The primary contribution of this paper is the development of an accelerated algorithm for HDBSCAN* that achieves near-linear scalability while preserving the strengths of the original algorithm. This is accomplished through advanced data structures and algorithmic techniques, allowing the new algorithm to handle large datasets efficiently.

  1. Enhanced Algorithmic Efficiency:
    • The accelerated HDBSCAN* employs space tree structures, enabling efficient computation of core distances and minimum spanning trees. This enhancement allows the algorithm to reach an average complexity close to O(NlogN)O(N \log N), making it competitive with DBSCAN in terms of scalability.
  2. Novel Distance Metrics:
    • The concept of mutual reachability distance is leveraged to create a more robust clustering structure, overcoming the limitations of traditional distance measures used in clustering algorithms.
  3. Topological Analysis:
    • The paper introduces a novel topological perspective for understanding HDBSCAN*. This involves using concepts from persistent homology and sheaves to capture the persistence of clusters across multiple scales, providing a deeper theoretical foundation for the algorithm.

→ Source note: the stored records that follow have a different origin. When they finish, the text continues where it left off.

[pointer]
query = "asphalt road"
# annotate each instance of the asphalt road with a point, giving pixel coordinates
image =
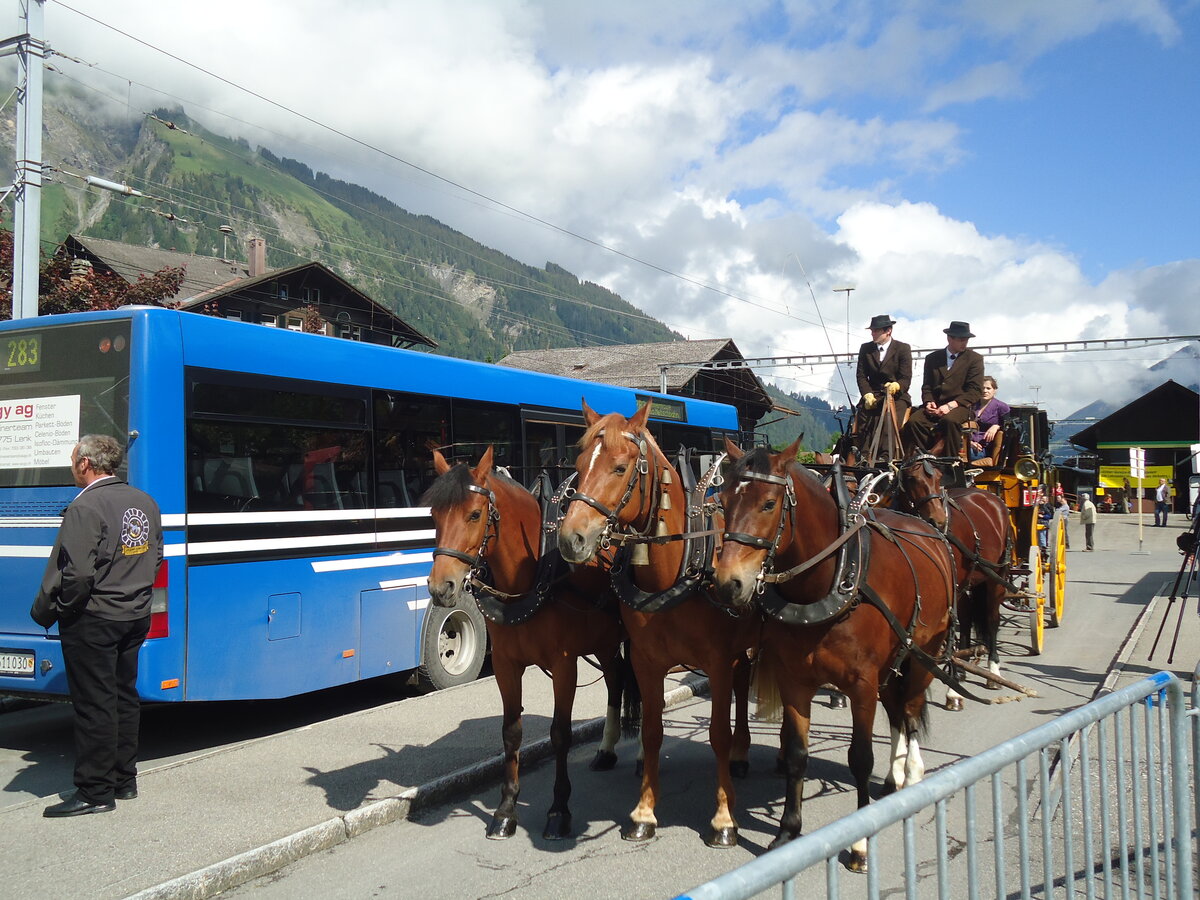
(444, 852)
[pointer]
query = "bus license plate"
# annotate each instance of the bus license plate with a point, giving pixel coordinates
(17, 663)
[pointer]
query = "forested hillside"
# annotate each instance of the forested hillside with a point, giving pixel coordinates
(475, 301)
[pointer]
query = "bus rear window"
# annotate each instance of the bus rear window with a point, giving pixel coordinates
(57, 383)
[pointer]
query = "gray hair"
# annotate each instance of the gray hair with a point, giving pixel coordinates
(102, 451)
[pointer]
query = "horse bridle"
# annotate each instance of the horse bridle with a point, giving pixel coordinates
(753, 540)
(491, 529)
(639, 475)
(925, 460)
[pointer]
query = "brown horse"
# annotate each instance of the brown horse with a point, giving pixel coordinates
(628, 489)
(977, 525)
(487, 521)
(863, 604)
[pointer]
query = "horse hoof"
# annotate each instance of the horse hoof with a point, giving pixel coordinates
(781, 839)
(502, 827)
(856, 862)
(558, 826)
(724, 838)
(637, 832)
(604, 761)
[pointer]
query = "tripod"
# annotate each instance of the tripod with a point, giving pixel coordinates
(1187, 545)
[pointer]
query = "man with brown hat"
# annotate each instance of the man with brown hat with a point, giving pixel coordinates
(885, 367)
(952, 385)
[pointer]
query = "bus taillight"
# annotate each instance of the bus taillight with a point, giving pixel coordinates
(159, 624)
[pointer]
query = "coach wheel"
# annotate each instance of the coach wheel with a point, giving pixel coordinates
(454, 643)
(1036, 585)
(1056, 576)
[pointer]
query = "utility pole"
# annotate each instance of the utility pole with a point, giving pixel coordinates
(847, 288)
(28, 178)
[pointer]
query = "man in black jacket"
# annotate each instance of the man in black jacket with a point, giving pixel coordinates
(97, 586)
(885, 367)
(951, 387)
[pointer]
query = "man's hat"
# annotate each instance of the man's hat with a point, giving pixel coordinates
(958, 329)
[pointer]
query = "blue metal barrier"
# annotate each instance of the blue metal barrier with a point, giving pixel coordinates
(1110, 789)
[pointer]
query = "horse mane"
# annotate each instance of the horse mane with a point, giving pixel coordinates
(449, 489)
(454, 487)
(612, 437)
(756, 461)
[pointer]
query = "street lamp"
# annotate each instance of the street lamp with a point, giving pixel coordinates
(847, 288)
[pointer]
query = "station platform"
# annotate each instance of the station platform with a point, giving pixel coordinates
(222, 817)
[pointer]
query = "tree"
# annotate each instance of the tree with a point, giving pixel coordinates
(60, 289)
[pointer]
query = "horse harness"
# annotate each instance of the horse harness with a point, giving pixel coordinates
(498, 606)
(850, 581)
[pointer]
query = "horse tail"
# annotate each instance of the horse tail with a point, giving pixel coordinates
(631, 696)
(765, 685)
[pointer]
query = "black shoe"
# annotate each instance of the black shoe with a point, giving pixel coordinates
(75, 805)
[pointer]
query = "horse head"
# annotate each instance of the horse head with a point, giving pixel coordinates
(465, 519)
(919, 490)
(760, 501)
(615, 485)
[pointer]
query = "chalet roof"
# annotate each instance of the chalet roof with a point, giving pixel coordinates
(630, 365)
(201, 274)
(1165, 417)
(207, 279)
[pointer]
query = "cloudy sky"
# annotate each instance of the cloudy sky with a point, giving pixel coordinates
(1029, 166)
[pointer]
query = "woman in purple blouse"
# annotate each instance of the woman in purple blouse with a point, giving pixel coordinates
(990, 413)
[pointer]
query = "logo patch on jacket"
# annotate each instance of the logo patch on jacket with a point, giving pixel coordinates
(135, 532)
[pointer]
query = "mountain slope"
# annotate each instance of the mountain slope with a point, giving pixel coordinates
(475, 301)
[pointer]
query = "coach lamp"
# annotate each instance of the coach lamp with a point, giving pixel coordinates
(1026, 469)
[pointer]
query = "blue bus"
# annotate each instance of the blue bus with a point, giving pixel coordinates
(288, 468)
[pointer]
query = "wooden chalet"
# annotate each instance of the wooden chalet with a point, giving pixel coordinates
(251, 292)
(640, 366)
(1165, 423)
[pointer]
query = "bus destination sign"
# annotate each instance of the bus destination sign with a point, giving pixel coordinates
(22, 353)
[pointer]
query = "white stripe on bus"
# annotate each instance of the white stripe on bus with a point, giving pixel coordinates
(419, 581)
(322, 515)
(340, 565)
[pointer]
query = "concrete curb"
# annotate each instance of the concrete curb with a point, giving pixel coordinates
(271, 857)
(1119, 663)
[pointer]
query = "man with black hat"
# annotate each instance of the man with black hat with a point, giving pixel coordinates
(885, 367)
(952, 385)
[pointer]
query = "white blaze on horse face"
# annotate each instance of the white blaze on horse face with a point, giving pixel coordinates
(595, 455)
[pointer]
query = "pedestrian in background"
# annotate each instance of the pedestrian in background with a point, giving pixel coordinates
(1063, 509)
(1087, 519)
(1162, 502)
(97, 586)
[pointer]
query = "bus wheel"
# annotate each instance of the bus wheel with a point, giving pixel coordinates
(454, 643)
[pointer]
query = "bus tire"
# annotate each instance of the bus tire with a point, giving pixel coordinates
(454, 645)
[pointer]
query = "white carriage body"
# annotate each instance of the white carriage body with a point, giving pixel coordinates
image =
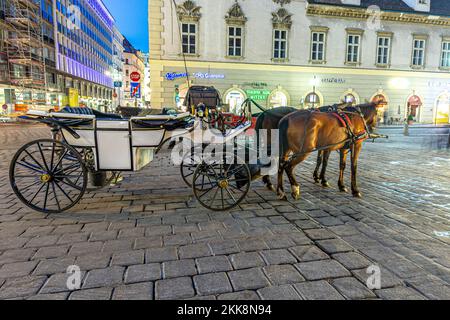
(118, 145)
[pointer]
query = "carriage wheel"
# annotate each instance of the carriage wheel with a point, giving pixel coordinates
(48, 176)
(190, 162)
(221, 185)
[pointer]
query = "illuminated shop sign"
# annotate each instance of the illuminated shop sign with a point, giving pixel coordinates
(171, 76)
(258, 95)
(333, 80)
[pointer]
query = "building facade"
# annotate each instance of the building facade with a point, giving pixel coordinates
(59, 53)
(134, 63)
(147, 91)
(118, 68)
(306, 53)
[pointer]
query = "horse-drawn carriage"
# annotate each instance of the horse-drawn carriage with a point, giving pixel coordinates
(88, 150)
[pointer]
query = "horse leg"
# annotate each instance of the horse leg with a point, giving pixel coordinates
(319, 163)
(268, 183)
(295, 187)
(280, 189)
(326, 157)
(356, 150)
(342, 165)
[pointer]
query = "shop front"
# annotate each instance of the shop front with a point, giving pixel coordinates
(273, 86)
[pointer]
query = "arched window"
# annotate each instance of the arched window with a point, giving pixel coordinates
(382, 101)
(443, 108)
(414, 103)
(278, 99)
(312, 100)
(234, 99)
(349, 98)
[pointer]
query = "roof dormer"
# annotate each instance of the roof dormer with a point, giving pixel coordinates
(351, 2)
(419, 5)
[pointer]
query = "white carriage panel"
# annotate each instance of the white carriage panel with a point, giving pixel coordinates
(113, 145)
(113, 124)
(87, 138)
(147, 138)
(142, 157)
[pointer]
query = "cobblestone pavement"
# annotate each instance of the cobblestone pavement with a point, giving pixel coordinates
(148, 239)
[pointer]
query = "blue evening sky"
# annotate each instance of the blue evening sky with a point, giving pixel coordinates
(131, 19)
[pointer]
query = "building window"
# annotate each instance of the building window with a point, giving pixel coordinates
(189, 38)
(418, 56)
(383, 50)
(318, 46)
(234, 99)
(445, 56)
(235, 41)
(353, 48)
(280, 44)
(312, 101)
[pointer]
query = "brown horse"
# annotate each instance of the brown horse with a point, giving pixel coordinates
(303, 133)
(324, 155)
(270, 119)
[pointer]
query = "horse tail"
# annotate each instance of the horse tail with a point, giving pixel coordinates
(284, 143)
(258, 126)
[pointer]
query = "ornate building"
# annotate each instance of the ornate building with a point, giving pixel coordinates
(306, 53)
(55, 53)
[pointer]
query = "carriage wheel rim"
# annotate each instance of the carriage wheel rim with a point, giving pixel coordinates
(47, 176)
(220, 187)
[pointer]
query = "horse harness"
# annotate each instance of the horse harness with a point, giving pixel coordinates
(345, 121)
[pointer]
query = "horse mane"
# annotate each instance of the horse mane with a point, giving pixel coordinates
(365, 108)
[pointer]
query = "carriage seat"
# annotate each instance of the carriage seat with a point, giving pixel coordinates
(92, 112)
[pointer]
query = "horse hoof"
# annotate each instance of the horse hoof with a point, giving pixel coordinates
(357, 194)
(296, 193)
(282, 196)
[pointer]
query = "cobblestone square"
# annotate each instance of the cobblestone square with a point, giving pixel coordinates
(147, 238)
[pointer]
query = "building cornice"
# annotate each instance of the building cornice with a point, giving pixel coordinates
(363, 14)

Implications and Future Directions

The practical implication of this research is significant, as it makes HDBSCAN* a viable default choice for density-based clustering across various domains, including molecular dynamics and social analytics, where quick and reliable clustering is necessary. The accelerated variant of HDBSCAN* not only simplifies the clustering parameter space but also improves robustness against data noise and variability in cluster density.

Theoretically, this work bridges gaps between computational geometry, statistics, and topological data analysis. Future developments could explore the integration of multi-dimensional persistent homology to further reduce dependency on specific clustering parameters such as the minimum cluster size kk. Additionally, the acceleration techniques could inspire parallel and distributed processing paradigms to enhance scalability further.

Overall, the accelerated HDBSCAN* represents a noteworthy advancement in clustering technology, merging qualitative improvements with computational efficiency and paving the way for new explorations in theoretical and practical aspects of clustering.